TLDR
- Google DeepMind unveiled Genie 2, an updated version of its AI model that can turn a single image and text description into a video game.
- Genie 2 creates playable 3D environments for humans and AI bots. Genie 1 was only in 2D.
- Google DeepMind said Genie 2 could be used to train AI-powered robots in simulations, which would be safer than doing so in the physical world.
Google DeepMind, the search giant’s AI division whose CEO just won a Nobel Prize, has unveiled an updated version of its AI model that can turn a single image and text description into a video game.
Called Genie 2, the foundation world model can create a variety of “action-controllable, playable 3D environments” for humans or AI agents using a keyboard and mouse. Genie 1 was limited to 2D.
Genie 2 is called a world model because it can simulate virtual worlds. Trained on a large-scale video dataset, Genie 2 can display object interactions, complex character animation, physics (such as gravity and splashing water effects) and behavior modeling of other agents. The world it creates can last up to a minute, with most in the 10- to 20-second range.
“This means anyone can describe a world they want in text, select their favorite rendering of that idea, and then step into and interact with that newly created world,” wrote Google DeepMind researchers in a blog post.
The games can be used to train generalist AI robots in different environments. A common problem is the lack of rich, diverse and safe training environments for so-called embodied AI, the researchers said.
How it works
Genie 2 is a powerful AI model that learns from a large video dataset and uses a process that compresses video frames into simpler, meaningful representations through an autoencoder.
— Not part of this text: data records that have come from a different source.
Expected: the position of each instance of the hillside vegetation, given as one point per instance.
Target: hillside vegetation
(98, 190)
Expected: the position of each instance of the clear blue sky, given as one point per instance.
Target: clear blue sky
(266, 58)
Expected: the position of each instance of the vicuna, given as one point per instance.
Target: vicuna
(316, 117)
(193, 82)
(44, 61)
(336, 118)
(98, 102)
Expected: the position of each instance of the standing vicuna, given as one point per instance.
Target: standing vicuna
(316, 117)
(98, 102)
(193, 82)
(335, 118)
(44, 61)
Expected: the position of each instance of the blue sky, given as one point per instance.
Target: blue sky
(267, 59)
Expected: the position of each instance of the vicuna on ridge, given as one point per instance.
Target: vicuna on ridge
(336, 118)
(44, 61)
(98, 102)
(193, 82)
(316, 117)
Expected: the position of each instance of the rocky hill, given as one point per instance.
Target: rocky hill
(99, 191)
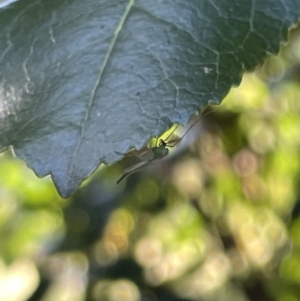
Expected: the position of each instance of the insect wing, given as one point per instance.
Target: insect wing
(133, 169)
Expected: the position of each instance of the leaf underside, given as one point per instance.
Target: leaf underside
(83, 80)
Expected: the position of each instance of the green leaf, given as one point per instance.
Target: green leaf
(82, 80)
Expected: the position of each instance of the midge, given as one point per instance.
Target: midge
(150, 154)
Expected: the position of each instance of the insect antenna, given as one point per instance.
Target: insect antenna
(173, 143)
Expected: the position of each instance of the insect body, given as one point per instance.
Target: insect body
(154, 153)
(150, 154)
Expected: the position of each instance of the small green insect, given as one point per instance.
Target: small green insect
(148, 154)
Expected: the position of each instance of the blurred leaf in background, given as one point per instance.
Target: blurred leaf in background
(218, 219)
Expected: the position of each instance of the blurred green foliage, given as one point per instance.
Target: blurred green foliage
(218, 219)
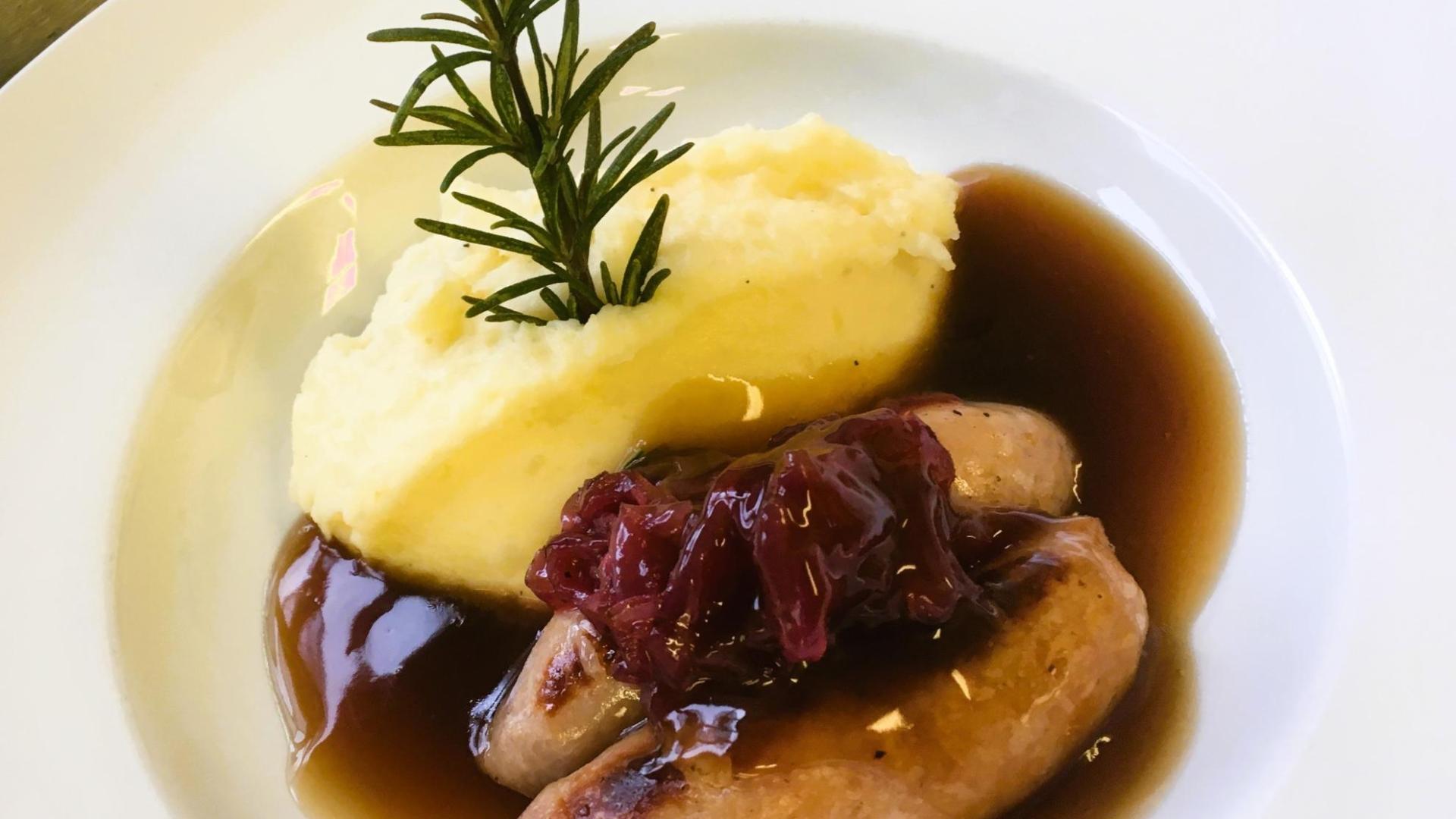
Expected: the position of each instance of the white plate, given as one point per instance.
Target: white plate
(143, 153)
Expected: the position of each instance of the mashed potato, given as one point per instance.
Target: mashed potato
(808, 270)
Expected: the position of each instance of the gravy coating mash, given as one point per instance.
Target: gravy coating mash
(808, 270)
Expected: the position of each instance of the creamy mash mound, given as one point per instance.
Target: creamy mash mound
(807, 271)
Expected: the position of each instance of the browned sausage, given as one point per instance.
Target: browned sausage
(1003, 455)
(967, 742)
(563, 710)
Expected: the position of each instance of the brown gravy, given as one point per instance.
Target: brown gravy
(1056, 308)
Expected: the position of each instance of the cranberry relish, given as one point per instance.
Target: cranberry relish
(734, 577)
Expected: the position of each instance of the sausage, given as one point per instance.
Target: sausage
(974, 741)
(1005, 457)
(563, 710)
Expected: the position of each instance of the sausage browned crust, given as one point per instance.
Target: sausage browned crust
(974, 741)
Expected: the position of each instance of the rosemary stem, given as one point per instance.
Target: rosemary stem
(523, 98)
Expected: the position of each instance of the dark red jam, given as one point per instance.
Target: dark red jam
(846, 522)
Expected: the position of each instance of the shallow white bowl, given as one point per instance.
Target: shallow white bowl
(196, 507)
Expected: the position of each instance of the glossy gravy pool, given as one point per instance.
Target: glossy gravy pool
(1057, 308)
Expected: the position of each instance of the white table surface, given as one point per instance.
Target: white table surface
(1332, 124)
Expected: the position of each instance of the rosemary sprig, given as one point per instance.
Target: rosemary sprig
(535, 129)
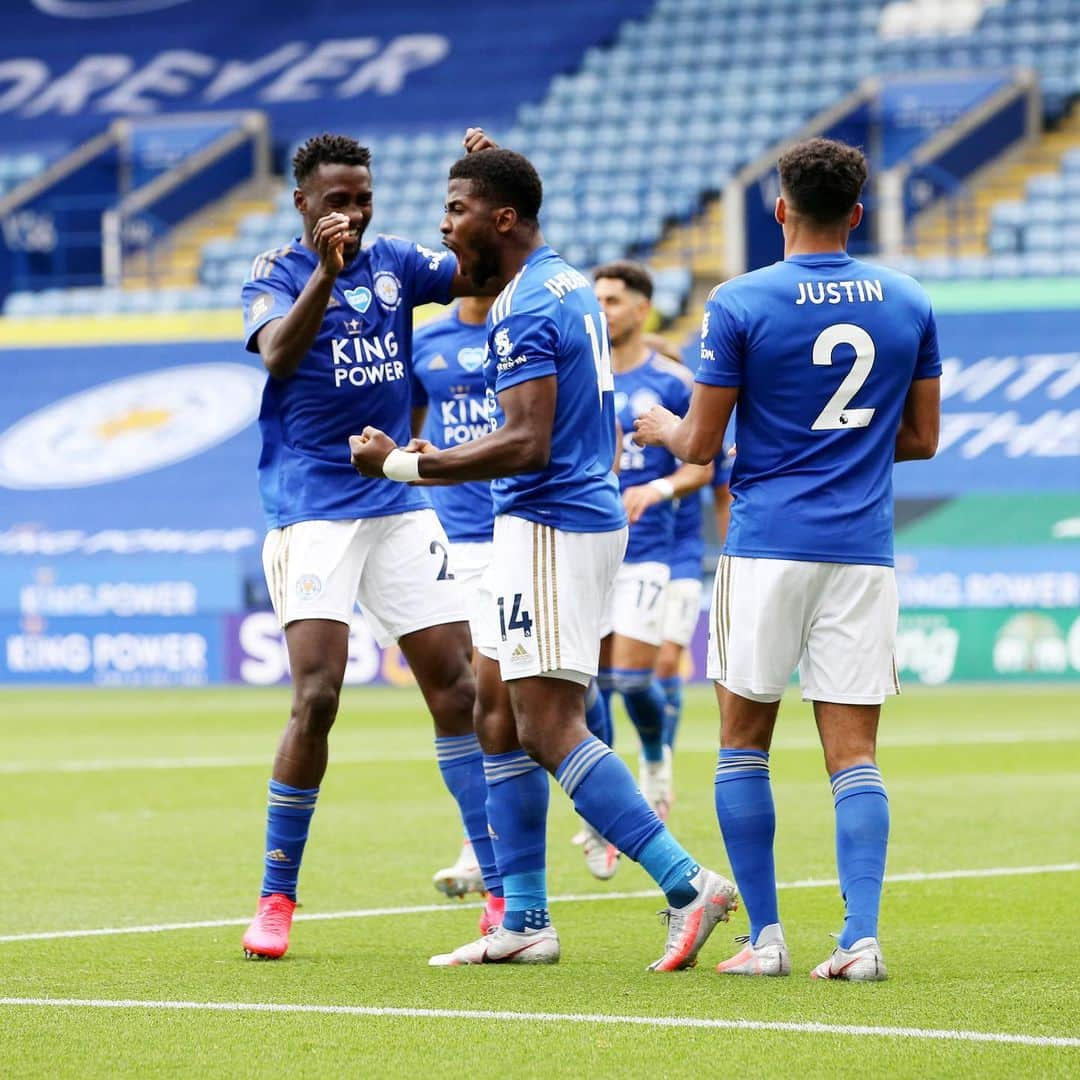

These compressed frames are then analyzed by a transformer model that predicts how the video should progress, step-by-step, using a method similar to how text-generating models like ChatGPT work.
When Genie 2 is creating new videos, it generates them one frame at a time, using previous frames and actions as a guide. To make sure the actions in the video are more controlled and realistic, it uses a technique called classifier-free guidance.